Dhara et al. reported a lignin/GO–PSF membrane (synthesized by phase inversion) for the removal of Pb(II) from water. Filtration operations were performed using an aqueous solution of Pb and Eosin Y dye. The electrostatic interaction between Pb²⁺ ions and negatively charged Eosin Y molecules created a bigger Eosin–Pb complex. According to the best-model-fit, the adsorption process may entail multilayer physisorption.¹⁹⁴

The separation performance of a ZnO–Al₂O₃–PSF mixed matrix membrane has been checked in terms of permeation fluctuation and removal of ions (heavy metal), including As(V) and Pb(II). The improved hydrophilicity, surface charge, and porosity of the synthesized membranes allowed the removal of As and Pb with efficiencies of 87% and 98%, respectively. Filtration experiments have been reported at different pressures. Increasing the number of nanoparticles (Zn and Al₂O₃) gradually increases the rejection of heavy metals and permeation flux; however increasing the number of nanoparticles beyond an optimum number results in decrease in the rejection efficiency of the membranes and this is because excess nanoparticles lead to larger porosity. Steric and Donnan exclusion is the operating mechanism for the rejection of ions. As(V) is an oxyanion and it exists in the hydrogen arsenate form (HAsO₄²⁻) and dihydrogen arsenate (H₂AsO₄) near neutral pH and removal of As(V) is in the combined form. As negative charge causes electrostatic repulsion by anionic species on the membrane surface and Pb²⁺ cations cause electrostatic attraction with the negatively charged membrane surface.
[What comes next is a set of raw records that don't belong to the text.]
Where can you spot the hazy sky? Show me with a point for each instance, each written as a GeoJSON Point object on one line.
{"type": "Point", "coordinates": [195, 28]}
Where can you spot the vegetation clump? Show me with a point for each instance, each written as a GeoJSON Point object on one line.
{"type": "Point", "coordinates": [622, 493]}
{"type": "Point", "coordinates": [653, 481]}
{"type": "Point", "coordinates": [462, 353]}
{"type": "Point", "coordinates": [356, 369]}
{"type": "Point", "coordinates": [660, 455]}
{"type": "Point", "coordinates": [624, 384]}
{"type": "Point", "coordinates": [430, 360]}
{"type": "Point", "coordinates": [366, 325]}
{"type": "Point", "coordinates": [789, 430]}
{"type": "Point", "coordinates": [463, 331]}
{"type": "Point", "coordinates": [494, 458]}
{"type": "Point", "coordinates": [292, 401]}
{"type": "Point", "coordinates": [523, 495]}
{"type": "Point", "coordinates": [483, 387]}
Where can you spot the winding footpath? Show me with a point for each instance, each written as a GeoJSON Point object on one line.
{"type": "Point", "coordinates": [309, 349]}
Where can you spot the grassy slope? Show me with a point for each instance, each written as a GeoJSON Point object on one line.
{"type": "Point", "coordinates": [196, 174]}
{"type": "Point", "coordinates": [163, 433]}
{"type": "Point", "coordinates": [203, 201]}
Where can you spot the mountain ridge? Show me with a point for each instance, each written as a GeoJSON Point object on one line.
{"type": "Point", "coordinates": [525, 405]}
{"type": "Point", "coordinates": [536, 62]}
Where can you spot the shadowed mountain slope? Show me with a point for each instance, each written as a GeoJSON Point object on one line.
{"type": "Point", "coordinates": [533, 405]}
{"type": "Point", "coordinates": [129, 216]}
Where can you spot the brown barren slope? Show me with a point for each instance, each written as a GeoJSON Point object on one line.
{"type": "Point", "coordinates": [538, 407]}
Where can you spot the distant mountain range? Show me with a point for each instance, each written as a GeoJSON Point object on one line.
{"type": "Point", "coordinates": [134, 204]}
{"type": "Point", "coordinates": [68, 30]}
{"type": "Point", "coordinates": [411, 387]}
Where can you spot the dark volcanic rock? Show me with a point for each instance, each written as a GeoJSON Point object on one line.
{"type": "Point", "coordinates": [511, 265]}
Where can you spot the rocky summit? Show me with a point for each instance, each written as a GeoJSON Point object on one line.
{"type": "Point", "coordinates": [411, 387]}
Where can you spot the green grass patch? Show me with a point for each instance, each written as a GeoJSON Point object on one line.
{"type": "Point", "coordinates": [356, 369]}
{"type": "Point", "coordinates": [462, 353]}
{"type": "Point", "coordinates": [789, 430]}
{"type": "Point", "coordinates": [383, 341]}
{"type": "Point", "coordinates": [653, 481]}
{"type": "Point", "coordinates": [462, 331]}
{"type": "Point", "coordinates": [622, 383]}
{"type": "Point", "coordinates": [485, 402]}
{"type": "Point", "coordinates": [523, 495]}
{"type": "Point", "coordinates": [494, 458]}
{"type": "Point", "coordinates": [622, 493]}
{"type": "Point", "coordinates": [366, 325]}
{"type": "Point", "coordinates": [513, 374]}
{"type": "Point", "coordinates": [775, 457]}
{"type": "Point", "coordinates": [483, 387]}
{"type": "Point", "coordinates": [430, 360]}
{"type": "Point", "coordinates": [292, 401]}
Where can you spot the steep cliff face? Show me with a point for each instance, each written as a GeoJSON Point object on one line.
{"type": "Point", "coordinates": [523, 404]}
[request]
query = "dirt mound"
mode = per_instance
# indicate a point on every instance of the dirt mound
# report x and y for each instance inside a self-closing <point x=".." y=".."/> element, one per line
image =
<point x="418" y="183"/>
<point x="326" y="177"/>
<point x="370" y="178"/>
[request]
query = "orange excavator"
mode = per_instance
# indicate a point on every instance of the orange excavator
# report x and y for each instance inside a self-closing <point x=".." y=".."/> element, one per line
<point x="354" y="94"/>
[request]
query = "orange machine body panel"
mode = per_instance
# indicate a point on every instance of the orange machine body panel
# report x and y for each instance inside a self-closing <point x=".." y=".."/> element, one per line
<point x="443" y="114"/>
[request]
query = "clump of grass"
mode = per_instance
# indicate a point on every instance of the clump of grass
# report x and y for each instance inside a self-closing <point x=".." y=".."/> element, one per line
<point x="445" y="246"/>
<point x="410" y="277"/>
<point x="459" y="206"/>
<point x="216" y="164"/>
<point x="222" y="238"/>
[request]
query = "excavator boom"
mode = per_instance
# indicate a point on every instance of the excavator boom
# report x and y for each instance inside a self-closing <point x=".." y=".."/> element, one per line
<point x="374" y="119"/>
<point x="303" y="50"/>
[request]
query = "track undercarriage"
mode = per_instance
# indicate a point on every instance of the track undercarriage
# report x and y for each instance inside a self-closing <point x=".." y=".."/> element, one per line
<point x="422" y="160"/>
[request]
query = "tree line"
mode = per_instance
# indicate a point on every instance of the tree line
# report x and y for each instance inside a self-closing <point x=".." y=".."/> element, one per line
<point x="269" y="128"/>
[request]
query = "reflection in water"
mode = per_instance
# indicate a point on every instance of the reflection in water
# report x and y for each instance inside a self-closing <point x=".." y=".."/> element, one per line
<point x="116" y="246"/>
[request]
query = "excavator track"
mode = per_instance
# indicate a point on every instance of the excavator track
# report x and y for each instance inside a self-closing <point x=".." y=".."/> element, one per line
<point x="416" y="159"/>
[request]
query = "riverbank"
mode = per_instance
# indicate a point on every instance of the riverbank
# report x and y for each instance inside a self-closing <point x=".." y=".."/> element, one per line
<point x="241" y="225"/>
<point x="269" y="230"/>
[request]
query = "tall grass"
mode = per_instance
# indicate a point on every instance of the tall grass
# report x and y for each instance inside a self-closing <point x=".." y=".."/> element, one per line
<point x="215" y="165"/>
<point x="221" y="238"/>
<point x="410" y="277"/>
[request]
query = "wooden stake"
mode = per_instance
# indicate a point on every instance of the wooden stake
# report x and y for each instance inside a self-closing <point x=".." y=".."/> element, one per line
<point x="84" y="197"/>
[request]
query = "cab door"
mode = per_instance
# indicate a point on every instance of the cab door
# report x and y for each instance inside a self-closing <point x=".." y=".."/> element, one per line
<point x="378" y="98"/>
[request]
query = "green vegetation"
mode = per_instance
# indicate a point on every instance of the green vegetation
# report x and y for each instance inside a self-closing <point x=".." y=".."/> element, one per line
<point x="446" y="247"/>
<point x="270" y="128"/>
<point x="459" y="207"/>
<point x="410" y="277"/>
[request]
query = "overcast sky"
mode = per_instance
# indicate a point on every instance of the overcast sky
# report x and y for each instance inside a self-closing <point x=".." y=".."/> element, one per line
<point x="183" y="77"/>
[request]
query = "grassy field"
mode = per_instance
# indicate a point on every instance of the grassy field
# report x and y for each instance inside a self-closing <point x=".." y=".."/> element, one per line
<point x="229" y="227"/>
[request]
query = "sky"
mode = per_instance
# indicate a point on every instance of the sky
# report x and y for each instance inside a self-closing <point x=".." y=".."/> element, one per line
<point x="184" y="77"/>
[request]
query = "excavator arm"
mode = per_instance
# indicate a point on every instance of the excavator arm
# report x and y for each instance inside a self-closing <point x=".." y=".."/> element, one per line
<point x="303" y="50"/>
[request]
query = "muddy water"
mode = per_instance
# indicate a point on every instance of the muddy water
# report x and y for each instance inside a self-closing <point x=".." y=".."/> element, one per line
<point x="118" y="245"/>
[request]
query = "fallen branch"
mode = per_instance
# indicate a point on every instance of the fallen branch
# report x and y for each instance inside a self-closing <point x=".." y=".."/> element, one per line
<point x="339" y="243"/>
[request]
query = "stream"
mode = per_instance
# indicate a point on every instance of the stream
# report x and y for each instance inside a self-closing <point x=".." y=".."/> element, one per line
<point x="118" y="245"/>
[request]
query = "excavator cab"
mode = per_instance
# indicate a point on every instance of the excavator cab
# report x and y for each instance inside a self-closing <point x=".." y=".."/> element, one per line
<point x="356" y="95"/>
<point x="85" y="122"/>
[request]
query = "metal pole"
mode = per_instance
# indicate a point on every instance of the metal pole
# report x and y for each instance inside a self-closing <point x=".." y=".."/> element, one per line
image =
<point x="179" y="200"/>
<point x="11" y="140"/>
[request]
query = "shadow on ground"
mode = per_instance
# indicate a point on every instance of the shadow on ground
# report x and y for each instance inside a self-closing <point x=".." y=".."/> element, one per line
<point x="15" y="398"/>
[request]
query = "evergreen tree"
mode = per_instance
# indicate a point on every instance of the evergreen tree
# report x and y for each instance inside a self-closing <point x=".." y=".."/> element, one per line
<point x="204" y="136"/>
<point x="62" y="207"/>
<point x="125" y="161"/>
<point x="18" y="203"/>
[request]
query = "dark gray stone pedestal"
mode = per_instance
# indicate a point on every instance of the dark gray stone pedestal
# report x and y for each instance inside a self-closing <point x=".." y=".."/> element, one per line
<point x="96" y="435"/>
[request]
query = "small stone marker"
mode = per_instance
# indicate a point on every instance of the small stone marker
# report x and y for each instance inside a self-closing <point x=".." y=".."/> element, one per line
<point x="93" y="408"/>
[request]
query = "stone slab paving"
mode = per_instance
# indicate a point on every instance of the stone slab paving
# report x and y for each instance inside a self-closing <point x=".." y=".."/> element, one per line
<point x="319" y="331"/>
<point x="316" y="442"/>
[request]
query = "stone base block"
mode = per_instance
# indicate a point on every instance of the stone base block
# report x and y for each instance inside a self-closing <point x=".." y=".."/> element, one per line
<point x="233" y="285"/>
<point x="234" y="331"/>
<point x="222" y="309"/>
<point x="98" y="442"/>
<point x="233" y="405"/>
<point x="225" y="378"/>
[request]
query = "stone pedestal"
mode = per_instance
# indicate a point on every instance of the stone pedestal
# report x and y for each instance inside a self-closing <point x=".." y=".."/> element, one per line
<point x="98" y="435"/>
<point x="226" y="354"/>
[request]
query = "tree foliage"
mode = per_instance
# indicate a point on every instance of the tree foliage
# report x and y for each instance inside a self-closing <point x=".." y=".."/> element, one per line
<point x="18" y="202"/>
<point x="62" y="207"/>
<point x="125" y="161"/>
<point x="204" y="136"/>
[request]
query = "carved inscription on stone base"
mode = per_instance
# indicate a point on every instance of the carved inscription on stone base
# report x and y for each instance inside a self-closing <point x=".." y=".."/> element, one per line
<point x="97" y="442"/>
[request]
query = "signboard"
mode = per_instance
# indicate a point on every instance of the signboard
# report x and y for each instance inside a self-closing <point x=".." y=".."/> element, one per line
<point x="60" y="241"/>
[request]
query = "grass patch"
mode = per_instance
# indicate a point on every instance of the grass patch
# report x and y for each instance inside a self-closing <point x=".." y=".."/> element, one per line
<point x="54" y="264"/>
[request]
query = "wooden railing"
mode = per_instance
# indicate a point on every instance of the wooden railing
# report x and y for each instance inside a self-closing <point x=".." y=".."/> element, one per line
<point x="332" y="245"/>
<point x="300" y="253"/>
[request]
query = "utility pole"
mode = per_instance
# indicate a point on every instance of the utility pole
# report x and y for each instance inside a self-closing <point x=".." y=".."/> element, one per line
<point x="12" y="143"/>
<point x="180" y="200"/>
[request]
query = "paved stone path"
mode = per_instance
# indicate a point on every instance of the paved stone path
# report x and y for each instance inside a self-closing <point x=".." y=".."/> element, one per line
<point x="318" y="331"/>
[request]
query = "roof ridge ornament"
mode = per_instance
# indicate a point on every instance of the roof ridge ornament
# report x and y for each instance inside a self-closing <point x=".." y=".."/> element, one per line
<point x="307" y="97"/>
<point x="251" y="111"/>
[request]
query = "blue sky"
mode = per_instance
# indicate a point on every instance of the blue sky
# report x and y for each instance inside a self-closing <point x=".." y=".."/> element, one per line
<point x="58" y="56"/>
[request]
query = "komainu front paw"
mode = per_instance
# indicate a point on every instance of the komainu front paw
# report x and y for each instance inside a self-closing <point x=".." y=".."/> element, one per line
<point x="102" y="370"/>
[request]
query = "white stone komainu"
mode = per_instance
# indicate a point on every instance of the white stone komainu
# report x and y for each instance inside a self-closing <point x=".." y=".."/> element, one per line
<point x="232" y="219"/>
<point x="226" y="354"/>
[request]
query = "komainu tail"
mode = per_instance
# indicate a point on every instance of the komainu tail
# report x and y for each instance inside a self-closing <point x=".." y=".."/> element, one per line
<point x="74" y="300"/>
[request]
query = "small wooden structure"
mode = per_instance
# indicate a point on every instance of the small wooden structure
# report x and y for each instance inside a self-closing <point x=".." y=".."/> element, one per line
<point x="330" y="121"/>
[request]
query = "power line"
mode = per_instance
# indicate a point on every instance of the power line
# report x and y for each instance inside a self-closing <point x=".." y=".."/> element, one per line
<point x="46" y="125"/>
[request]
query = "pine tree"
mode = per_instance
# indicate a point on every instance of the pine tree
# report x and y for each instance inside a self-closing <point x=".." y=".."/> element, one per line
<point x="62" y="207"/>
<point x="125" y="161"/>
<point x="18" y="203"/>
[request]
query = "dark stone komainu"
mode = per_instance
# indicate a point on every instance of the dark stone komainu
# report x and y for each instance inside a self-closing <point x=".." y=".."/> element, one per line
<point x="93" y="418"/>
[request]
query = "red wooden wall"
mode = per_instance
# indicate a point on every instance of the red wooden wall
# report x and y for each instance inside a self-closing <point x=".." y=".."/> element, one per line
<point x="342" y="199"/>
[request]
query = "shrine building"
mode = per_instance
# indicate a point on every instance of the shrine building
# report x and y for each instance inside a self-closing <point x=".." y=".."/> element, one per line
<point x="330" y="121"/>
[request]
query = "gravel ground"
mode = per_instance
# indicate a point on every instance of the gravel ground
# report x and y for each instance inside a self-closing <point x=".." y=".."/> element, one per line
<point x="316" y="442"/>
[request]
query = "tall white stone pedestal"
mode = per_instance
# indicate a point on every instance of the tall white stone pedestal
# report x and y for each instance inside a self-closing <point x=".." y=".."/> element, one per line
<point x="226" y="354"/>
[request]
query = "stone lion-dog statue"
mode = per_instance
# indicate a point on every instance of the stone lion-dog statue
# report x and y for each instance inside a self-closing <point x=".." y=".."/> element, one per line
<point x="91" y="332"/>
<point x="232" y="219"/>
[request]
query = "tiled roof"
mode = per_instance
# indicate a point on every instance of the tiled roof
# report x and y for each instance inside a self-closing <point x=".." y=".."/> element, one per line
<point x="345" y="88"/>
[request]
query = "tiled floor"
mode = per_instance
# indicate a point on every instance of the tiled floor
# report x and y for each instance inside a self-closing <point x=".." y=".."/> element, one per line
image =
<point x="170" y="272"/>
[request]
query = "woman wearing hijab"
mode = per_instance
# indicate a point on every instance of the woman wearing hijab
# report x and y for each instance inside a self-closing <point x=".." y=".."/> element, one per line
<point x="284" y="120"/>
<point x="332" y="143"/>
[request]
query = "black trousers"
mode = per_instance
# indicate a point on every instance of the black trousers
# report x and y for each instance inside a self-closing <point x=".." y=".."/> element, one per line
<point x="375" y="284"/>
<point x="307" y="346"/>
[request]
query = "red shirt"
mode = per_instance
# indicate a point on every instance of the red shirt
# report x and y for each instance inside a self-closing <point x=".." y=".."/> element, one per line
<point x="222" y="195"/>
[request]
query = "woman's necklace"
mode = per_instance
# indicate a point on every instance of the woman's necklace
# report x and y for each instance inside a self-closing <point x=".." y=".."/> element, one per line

Dielectric exclusion also contributes significantly to ion rejection, and it also explains the high rejection that is observed in the nano-filtration membrane in ionic solution having divalent counter ions. As(V) exists in the monovalent state H₂AsO₄⁻ and hence it is affected slightly compared to Pb²⁺.¹⁹⁵

7.4 Removal of radionuclides

Graphene oxide has high potential for radionuclide sorption. GO synthesized by Hummers' method (HGO) exhibits a high sorption capacity of radionuclides as compared to GO generated by the Brodie method (BGO). BGO shows fewer defects and contains a high relative concentration of hydroxyl groups and even functional group distribution over the surface.²¹² Fig. 7 presents an illustration of the formation of HGO defects and sorption sites. HGO exhibits a larger number of carboxyl and carbonyl groups possessing numerous holes and increased sorption capacity of HGO towards radionuclides due to interactions with the carboxylic group on GO flakes.²¹³ HGO is used to produce reduced graphene oxide (rGO), which is then oxidized by HM, resulting in the formation of defective graphene oxide (dGO). This dGO exhibits enhanced sorption of radionuclides due to a larger number of defects and doubly bonded oxygen. This rGO is generated by thermal standard HGO molting.²¹⁴ This reduced graphene oxide undergoes further oxidation, which results in the multiplication of defects. The gas pressure inside the interlayer is developed due to the high rate of generation of carbon oxides and explosion.²¹⁵ The strong explosion and heating result in the maximum surface area and maximum number of defects.^216–218 The carboxylic group which is present inside the hole of dGO is the sorption site for the elimination of radioactive waste from aqueous solution.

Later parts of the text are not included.